Cerro de Pasco – Foto: david Gavidia

La performance de la Última Reyna, Miss Cerro de Pasco, es una puesta en escena de la disidencia. Esta disidencia ocurre y se practica desde varios ejes. Primero, desde la radicalidad de una propuesta performática que está adscrita a un territorio específico que es la ciudad minera de Cerro de Pasco, Perú, la cual es además un territorio que tiene como especificidad al tajo “Raúl Rojas” de 400 metros de profundidad.

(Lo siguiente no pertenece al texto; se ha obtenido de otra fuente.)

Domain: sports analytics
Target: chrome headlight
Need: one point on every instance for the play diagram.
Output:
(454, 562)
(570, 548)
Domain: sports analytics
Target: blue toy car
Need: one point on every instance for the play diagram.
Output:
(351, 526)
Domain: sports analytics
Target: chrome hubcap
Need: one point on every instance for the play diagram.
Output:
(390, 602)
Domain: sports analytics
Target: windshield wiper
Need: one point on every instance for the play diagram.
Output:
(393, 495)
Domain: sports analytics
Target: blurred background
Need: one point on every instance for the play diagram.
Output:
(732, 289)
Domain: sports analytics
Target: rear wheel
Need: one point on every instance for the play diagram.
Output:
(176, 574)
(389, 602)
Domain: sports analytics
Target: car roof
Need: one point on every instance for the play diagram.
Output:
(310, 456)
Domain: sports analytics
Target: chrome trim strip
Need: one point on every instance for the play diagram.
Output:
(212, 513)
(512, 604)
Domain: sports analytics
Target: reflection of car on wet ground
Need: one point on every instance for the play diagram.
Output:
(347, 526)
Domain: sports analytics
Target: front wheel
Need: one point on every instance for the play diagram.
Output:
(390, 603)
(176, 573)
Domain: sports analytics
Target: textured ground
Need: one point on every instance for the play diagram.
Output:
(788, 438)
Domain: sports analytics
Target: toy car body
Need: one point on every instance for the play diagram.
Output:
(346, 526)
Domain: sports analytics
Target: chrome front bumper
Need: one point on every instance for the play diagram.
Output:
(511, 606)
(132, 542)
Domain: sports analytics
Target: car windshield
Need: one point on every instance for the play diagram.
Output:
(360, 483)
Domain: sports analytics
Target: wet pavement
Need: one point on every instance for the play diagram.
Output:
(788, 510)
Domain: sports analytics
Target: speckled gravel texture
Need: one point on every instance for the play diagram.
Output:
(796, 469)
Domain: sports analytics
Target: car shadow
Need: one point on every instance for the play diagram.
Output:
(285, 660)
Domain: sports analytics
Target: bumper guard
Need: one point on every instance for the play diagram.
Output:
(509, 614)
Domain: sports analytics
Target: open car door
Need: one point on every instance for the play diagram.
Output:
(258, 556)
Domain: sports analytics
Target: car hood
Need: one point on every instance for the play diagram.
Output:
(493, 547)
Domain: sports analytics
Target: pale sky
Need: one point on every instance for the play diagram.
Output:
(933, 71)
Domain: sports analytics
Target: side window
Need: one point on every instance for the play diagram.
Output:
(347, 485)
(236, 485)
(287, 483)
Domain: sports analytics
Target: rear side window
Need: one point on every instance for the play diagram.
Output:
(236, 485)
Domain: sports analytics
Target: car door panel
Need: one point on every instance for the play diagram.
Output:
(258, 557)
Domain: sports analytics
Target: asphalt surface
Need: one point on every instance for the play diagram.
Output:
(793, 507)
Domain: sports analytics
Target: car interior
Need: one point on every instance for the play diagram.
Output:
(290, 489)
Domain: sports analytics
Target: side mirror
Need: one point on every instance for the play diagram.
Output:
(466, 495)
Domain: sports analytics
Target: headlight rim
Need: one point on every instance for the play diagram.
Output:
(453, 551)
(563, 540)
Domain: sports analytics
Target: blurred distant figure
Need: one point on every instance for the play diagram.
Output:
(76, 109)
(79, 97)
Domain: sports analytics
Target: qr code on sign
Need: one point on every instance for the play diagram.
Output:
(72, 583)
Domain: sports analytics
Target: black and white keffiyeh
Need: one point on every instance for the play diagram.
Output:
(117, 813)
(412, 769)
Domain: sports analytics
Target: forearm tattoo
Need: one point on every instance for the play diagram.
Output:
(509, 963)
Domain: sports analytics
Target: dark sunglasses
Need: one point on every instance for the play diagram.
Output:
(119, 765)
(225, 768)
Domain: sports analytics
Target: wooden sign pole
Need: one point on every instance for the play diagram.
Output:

Segundo, desde la exploración de los límites documentales y representativos de la performance como género. Es decir, la premisa documental y testimonial que hay en el trabajo de Elizabeth Lino y que se fusiona con la imagen de la reina de belleza. Dentro de esta propuesta, las redes sociales, los medios masivos y el internet son extensiones performáticas. Tercero, desde su planteamiento de un discurso disidente que se ancla en la memoria histórica de la ciudad, la cual pasó de ser un lugar de tránsito a convertirse en asentamiento minero para finalmente devenir en una concentración urbana problemática1, atravesada por una larga historia de lucha sindical y represión, por contaminación, pero también y, primordialmente, por afectos. Los afectos de sus pobladores quienes, pese a la dificultad de su entorno, han desarrollado un profundo amor por su ciudad. Entonces, ¿por qué tendría que ser problemática esta relación entre los habitantes y su ciudad? Parte de la respuesta se halla en la destrucción que supone la continua expansión del tajo y que obliga a la ciudad a mudarse, además de los altos índices de contaminación que merma la salud de los habitantes2. Sin embargo, no es la mudanza, ni siquiera el tajo, la dificultad más grande que los cerreños3 deben franquear. La lucha más apremiante está en la aplicación de políticas ambientales y de planificación urbana acordes con las necesidades de un territorio que tiene más de tres siglos de explotación minera y que es, literalmente, una herida en la tierra justo en medio del mapa peruano. Dichas políticas pasan por el reconocimiento de los problemas intrínsecos a la actividad minera en general y las condiciones históricas particulares de la minería en Cerro de Pasco. En el marco de un boom nacionalista que tiene como banderas el pisco y la gastronomía, y como racionalidad el crecimiento económico resultado de la explotación minera, el discurso de la Última Reyna es altamente impopular. Ella es una monarca que corta la música exitista del gobierno y los medios masivos para dirigir nuestras miradas hacia aquellas amplísimas áreas a las que la celebración no llega. Finalmente, el mensaje de Miss Cerro de Pasco subvierte el orden de la doctrina neoliberal que coloca el consumo por encima de la vida. Esta es la disidencia de una vida que quiere vivir antes que consumir.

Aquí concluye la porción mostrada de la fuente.